Women for Community Justice gathering touches on equality for all

Published 12:01 am Wednesday, March 1, 2023

SALISBURY — For a community to reach its fullest potential, everyone must have the same goals and work together to make them happen, according to a gathering of the Women for Community Justice.

Reality is never that simple and it can be difficult for people to agree on the best ways to enact change. The organization, founded in 2016, has a vision statement of:  “A trusting relationship between community and government at all levels (local, state, federal) based on equitableness, transparency, data and cultural/racial respect.”

Members attended the Salisbury City Council meeting last week and read a prepared statement regarding the expectations for the new full-time police chief.

“We are wanting the new police chief to represent all people in Salisbury regardless of race, ethnicity, gender, identification or socioeconomic status,” member Jennifer Burroff-Smith said.

The call to action was brought upon by the recent climate of racial violence that includes the deaths of George Floyd and Tyre Nichols.

“We thought it was important to write this letter with the impending hiring of a new police chief, kind of for obvious reasons because there is so much violence we see around the nation and Salisbury has not been immune to it,” member Jill Schneider Smith said. “We want to see someone who’s going to meet with representatives from all different communities, all different socioeconomic groups and see what their concerns are.”
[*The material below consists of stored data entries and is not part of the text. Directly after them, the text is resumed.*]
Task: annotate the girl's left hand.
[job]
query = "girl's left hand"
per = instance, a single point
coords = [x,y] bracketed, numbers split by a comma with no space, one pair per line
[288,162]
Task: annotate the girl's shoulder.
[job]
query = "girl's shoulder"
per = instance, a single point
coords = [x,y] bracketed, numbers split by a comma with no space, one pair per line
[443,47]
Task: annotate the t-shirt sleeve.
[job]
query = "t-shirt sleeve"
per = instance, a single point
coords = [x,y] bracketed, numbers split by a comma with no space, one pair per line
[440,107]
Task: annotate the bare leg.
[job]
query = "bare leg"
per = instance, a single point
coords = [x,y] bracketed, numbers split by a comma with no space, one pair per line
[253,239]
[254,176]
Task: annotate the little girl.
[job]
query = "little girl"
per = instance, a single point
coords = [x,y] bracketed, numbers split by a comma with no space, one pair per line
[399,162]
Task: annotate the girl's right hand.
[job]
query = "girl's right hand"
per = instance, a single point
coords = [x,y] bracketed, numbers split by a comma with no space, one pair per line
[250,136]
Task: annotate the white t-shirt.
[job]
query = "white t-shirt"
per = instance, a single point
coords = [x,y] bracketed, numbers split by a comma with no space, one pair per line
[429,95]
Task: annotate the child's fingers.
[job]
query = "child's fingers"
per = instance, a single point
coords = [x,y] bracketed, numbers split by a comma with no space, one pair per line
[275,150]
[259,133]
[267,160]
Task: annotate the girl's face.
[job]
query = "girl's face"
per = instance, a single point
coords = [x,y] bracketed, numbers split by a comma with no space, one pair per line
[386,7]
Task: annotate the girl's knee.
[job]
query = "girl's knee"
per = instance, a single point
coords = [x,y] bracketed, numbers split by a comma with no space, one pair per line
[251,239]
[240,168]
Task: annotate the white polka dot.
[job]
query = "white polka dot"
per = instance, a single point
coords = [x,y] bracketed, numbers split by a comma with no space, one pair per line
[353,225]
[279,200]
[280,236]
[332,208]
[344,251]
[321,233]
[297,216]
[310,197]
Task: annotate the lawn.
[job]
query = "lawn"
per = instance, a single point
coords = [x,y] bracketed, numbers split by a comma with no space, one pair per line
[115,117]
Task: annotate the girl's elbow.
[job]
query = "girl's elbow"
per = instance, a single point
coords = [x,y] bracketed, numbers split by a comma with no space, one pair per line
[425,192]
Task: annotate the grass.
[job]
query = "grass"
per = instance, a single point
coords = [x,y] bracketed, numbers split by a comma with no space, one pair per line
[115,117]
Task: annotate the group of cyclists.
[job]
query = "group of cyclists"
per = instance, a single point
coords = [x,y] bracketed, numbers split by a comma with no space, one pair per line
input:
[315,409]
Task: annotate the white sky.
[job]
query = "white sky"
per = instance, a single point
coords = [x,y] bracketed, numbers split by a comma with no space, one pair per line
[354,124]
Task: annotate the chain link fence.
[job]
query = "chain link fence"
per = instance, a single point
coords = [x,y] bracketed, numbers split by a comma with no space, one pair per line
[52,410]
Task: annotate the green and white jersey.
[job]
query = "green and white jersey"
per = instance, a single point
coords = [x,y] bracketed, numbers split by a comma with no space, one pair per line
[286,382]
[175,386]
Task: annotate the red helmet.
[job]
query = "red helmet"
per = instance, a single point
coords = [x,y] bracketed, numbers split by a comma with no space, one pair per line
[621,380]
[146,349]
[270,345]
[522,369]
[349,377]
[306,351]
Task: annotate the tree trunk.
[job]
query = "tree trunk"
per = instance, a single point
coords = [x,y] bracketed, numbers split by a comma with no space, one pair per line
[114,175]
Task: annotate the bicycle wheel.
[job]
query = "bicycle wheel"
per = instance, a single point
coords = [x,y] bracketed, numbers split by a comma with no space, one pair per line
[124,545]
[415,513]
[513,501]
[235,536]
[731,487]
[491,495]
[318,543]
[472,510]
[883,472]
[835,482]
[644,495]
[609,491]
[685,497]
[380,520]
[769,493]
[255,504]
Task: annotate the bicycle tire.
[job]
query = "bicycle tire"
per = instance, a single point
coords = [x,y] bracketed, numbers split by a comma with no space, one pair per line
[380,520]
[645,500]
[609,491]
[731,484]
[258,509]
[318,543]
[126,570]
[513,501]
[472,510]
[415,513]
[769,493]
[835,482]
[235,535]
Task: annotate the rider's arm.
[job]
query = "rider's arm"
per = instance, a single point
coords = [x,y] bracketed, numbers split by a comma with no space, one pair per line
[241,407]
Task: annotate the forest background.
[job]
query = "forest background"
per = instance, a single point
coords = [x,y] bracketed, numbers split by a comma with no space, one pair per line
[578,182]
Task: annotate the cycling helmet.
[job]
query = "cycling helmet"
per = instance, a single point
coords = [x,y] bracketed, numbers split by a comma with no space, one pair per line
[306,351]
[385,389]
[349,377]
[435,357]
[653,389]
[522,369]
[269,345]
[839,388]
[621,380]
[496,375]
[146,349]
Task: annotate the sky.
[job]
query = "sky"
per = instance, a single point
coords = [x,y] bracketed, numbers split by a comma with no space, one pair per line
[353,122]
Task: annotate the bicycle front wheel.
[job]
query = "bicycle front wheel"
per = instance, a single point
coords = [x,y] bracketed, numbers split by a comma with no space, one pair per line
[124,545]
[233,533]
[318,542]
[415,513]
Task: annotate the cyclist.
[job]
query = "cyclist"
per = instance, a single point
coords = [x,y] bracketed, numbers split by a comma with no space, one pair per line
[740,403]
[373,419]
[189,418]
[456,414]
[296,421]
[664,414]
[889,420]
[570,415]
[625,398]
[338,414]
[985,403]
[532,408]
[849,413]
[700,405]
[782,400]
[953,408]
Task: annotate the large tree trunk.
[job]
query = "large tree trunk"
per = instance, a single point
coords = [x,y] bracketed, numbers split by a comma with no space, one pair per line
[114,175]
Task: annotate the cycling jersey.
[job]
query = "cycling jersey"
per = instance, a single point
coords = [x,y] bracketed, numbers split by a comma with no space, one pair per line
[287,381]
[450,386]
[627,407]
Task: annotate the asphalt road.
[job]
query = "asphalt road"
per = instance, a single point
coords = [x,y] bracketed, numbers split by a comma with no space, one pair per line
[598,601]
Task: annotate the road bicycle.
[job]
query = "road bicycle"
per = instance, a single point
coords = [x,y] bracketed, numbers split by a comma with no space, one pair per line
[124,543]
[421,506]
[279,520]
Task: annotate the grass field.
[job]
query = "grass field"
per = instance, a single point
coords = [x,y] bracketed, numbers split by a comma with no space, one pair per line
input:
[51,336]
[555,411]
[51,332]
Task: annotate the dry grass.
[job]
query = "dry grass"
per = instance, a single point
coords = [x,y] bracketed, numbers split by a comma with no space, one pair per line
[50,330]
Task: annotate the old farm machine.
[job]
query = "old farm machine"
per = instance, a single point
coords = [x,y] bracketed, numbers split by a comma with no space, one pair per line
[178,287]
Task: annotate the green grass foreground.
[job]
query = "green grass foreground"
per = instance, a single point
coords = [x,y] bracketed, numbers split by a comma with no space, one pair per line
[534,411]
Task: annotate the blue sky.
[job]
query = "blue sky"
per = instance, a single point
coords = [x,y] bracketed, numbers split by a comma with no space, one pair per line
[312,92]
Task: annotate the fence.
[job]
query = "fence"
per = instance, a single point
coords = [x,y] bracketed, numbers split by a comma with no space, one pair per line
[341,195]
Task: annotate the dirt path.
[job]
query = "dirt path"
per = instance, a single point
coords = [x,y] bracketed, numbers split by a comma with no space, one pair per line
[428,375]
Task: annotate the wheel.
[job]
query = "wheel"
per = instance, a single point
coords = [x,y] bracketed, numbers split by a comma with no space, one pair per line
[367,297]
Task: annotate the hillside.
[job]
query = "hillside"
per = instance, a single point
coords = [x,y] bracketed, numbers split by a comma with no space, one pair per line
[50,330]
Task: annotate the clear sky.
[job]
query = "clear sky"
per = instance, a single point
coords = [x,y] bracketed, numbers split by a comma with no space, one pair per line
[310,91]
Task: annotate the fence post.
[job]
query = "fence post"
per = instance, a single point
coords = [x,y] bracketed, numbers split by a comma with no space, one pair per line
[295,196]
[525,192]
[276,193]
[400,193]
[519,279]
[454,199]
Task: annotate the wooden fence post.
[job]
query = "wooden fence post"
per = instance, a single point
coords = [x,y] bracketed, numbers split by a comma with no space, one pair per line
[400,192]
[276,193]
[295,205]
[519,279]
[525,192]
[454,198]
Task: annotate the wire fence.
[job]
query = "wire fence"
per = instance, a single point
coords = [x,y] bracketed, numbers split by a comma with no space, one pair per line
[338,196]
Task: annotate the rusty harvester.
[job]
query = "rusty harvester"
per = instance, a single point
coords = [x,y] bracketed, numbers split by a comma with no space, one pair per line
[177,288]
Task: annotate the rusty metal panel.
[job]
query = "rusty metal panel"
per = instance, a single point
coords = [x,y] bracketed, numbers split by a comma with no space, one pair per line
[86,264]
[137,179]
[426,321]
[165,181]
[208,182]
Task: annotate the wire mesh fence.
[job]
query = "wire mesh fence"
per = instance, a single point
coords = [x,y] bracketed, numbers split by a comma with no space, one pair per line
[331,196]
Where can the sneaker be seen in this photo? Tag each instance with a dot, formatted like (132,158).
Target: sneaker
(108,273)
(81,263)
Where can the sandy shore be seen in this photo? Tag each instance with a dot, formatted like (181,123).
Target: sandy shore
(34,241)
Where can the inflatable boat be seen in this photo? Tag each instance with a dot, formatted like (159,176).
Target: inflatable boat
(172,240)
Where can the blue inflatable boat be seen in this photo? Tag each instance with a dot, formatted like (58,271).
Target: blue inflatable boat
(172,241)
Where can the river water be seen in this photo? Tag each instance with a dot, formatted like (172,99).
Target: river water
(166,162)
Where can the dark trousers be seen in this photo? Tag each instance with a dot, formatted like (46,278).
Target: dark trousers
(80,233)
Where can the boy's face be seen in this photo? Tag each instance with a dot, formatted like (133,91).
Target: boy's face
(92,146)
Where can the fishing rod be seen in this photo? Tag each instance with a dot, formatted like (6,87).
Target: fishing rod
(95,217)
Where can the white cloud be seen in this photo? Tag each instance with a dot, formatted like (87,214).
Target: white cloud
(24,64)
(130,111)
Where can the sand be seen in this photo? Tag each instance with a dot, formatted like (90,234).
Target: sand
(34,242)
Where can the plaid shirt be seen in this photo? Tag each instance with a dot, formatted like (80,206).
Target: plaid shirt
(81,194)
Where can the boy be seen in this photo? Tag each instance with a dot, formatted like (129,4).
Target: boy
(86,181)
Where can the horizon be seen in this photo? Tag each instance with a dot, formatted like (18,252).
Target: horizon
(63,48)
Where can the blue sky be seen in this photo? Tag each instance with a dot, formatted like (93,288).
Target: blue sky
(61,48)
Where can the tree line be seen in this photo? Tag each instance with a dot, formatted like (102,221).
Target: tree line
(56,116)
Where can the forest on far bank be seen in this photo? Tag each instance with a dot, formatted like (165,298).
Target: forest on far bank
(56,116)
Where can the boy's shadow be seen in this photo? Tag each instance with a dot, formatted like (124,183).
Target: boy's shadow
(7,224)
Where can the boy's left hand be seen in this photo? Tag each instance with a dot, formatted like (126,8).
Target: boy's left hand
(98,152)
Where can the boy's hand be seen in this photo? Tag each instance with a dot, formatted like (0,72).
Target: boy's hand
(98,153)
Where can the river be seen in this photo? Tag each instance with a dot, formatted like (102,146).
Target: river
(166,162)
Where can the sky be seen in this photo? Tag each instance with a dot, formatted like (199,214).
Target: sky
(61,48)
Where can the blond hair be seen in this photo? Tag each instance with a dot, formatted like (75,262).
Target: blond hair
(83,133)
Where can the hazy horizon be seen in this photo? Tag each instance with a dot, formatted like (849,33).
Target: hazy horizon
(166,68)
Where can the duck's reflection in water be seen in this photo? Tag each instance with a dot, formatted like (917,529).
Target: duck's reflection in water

Both women joined WCJ around three years ago. Schneider Smith works as a pastor and Burroff-Smith as a social worker. Both praise WCJ for its diversity and its drive to do right for the rest of Salisbury and Rowan County. Being aware of what other people experience makes fighting for all people’s rights that much easier.

“Several years ago, when I heard Black moms and dads have to have a talk with their children, sons about being pulled over by the police, I never heard that, I never worried about it. I always presumed all police were safe,” Schneider Smith said.

WCJ members say communication is important, so local governments need to keep people informed of what is happening at a policy level. To its credit, Salisbury has been taking a stand to be the model for how to adapt to a more proactive way of thinking.

“I think Salisbury has shown more intention of being more diverse with their city council. As far as trying to get more people to vote, targeting certain areas, and being more intentional about county and city workers,” Burroff-Smith said.

WCJ members are planning events to get their message across. On Thursday night, they will take part in a community forum hosted by the Salisbury-Rowan NAACP at Gethsemane Missionary Baptist Church. On March 15, they will have a demonstration at the Rowan County Administrative Offices.

Burroff-Smith has two biracial children and she hopes that the work she does now helps them flourish as they get older.

“Everyday I fight for them. That’s one of the reasons why I’m very passionate about Women for Community Justice and making a difference,” she said.

WCJ members are prepared to take their time to combat the problems that surface across the country. Burroff-Smith said once she found a group of people who shared her values and her desire for a greater future for all, everything began to fall in place for her.

“I finally found my people, people that want to make a difference and better the lives of others,” she said.